Thomas narrowed his eyes against the sharp northern sun, raised his hand to block the light glaring off the ornamental fountain, and looked again, determined to rid his brain of this useless, tormenting vision—her long, lithe body clad in gray, the pale, freckled skin, the sweep of fine hair escaping the confines of restrictive pins and bonnet to fly away in the sunlit breeze.

But his heart and mind slammed against each other, like storm waves crashing, until the roar of her name in his head was deafening. Catriona. Catriona. Catriona.

My God.
Either he had finally gone mad, or it was she.

How fitting. How bloody ironic. He had searched the world over, when all he had needed to do was to come home. To a place he had never been before.

He told himself to move—to go to her, to haul her into his arms, to make sure she was not a hallucination, to touch her and hold on to her in reality, the way James was holding on to him now. But his body would not obey his mind. He was paralyzed.

He was bloody
staggered.

Right there on the lush, green lawn of his brother’s exquisitely manicured estate, in the middle of a bloody summer garden party—so improbably, quintessentially English—cool, green, and orderly, all graciousness and peaceful ease. Nothing like the seemingly barren, dangerous mountain passes north of the Punjab. Nothing like the crowded, intrigue-riddled bazaars of Lahore. Nothing in these surroundings should make him feel such a disorderly, contradictory rush of numbness and pain—as though he were crawling out of his own grave.

“Thomas? I say, old man, are you all right?” James took a firmer grip of his arm.

He was not all right. He felt as if one of his high-bred mountain horses had kicked him hard in the chest, knocking him stupid.

His Cat. Alive and here, all along. Walking toward him, with children hanging from her arms. Waiting for him.

How could she have found him? It ought to have been impossible. He had told no one he was coming. He hadn’t even known it himself, until he had abandoned his search in Liverpool, and gotten on his horse and ridden south. He would have gone to the family seat at Downpark, but for the fact he’d chanced to overhear an ostler at a nearby inn mention his brother’s name.

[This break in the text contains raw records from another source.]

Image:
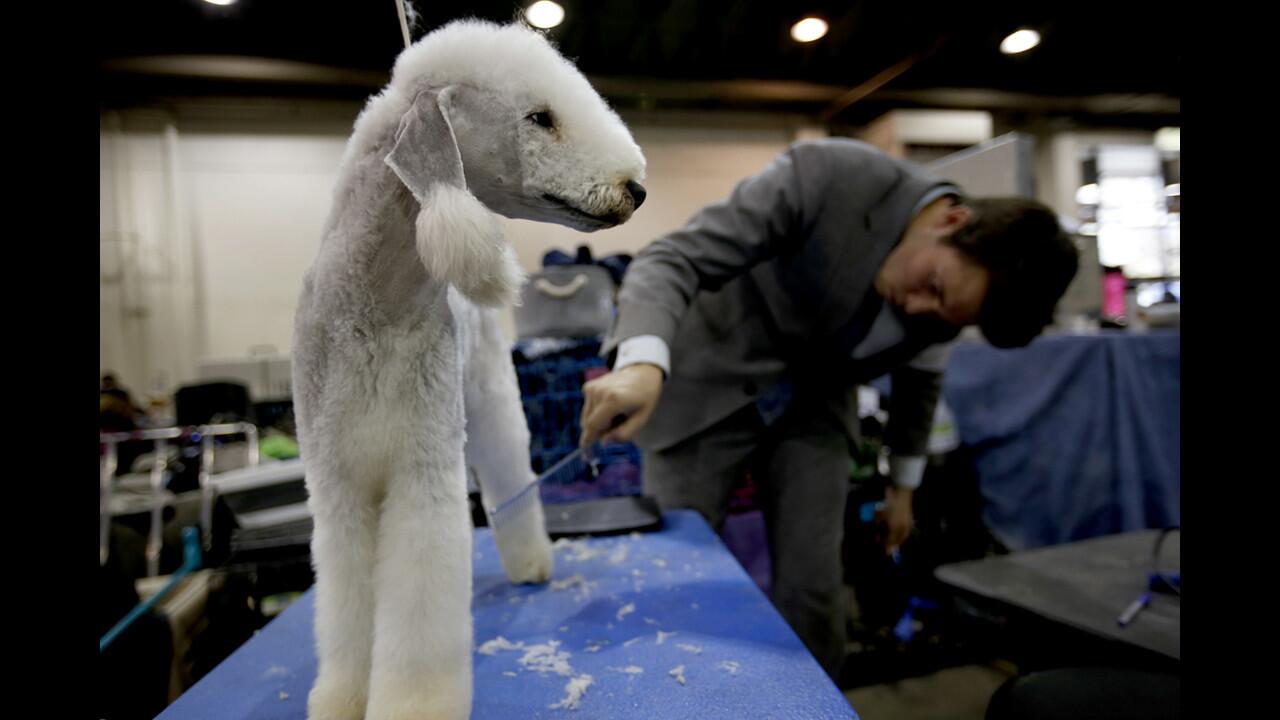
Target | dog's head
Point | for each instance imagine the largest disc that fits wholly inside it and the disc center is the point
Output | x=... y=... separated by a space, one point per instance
x=499 y=113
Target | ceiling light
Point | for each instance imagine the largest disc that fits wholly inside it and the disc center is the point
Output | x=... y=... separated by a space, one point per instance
x=808 y=30
x=544 y=14
x=1019 y=41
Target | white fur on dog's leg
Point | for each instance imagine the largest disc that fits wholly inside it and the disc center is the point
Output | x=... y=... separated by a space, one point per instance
x=462 y=242
x=524 y=547
x=342 y=550
x=423 y=623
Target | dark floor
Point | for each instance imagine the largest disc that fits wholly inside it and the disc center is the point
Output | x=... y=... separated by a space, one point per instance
x=954 y=693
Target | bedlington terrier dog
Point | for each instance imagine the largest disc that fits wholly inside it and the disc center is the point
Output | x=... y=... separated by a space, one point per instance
x=402 y=378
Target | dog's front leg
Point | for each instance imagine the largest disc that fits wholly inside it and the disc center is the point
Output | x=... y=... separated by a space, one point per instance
x=342 y=550
x=423 y=620
x=498 y=451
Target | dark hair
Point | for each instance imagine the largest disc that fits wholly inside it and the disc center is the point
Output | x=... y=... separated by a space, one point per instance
x=1031 y=260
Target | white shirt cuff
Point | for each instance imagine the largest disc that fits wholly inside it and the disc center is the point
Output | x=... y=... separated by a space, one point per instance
x=644 y=349
x=906 y=473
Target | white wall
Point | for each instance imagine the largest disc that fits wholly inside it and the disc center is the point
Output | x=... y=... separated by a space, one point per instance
x=209 y=222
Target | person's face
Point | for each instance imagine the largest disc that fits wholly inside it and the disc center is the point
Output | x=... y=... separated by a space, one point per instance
x=927 y=277
x=940 y=279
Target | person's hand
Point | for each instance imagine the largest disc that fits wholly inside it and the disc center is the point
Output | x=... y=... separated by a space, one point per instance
x=896 y=518
x=632 y=392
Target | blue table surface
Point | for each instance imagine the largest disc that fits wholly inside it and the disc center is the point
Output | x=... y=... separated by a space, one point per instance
x=635 y=613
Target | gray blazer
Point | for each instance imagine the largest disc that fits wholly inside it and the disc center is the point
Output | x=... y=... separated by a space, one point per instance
x=776 y=282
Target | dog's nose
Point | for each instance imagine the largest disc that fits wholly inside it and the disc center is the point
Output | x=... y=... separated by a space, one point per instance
x=636 y=191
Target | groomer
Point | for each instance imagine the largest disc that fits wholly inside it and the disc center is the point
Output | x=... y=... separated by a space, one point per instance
x=741 y=337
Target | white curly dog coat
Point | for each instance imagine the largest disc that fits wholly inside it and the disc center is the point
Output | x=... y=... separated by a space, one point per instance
x=402 y=378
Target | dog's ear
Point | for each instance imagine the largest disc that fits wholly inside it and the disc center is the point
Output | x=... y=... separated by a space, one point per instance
x=458 y=238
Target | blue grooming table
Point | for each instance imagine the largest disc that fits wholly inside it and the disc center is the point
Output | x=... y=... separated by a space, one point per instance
x=635 y=613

Another staggering thought had him reaching for the stranglehold of his brutally tight English collar and cravat—
children.
Were they hers?

No. The children clutching her hands could not be her own. They were too old—the one on the right was at least four years of age. And there were too many. There had not been time enough for her to hatch such a brood. Please, God, they were only his own romping collection of nieces and nephews, his brother’s or sister’s children, whom he knew of only through his family’s constant letters. Their missals had been sent faithfully at regular intervals, though he had received them in great bunches but once or twice each year, and read them slowly, committing their words to memory before he had fed them one by one into the fire.

The children were shrieking their merry way into the arms of tolerant parents, amused aunties, and indulgent grandparents—his parents, his family—the ones he had traveled all these thousands of miles to see. The ones who were waiting patiently to greet him as he stood like a crazed man, staring at a ghost.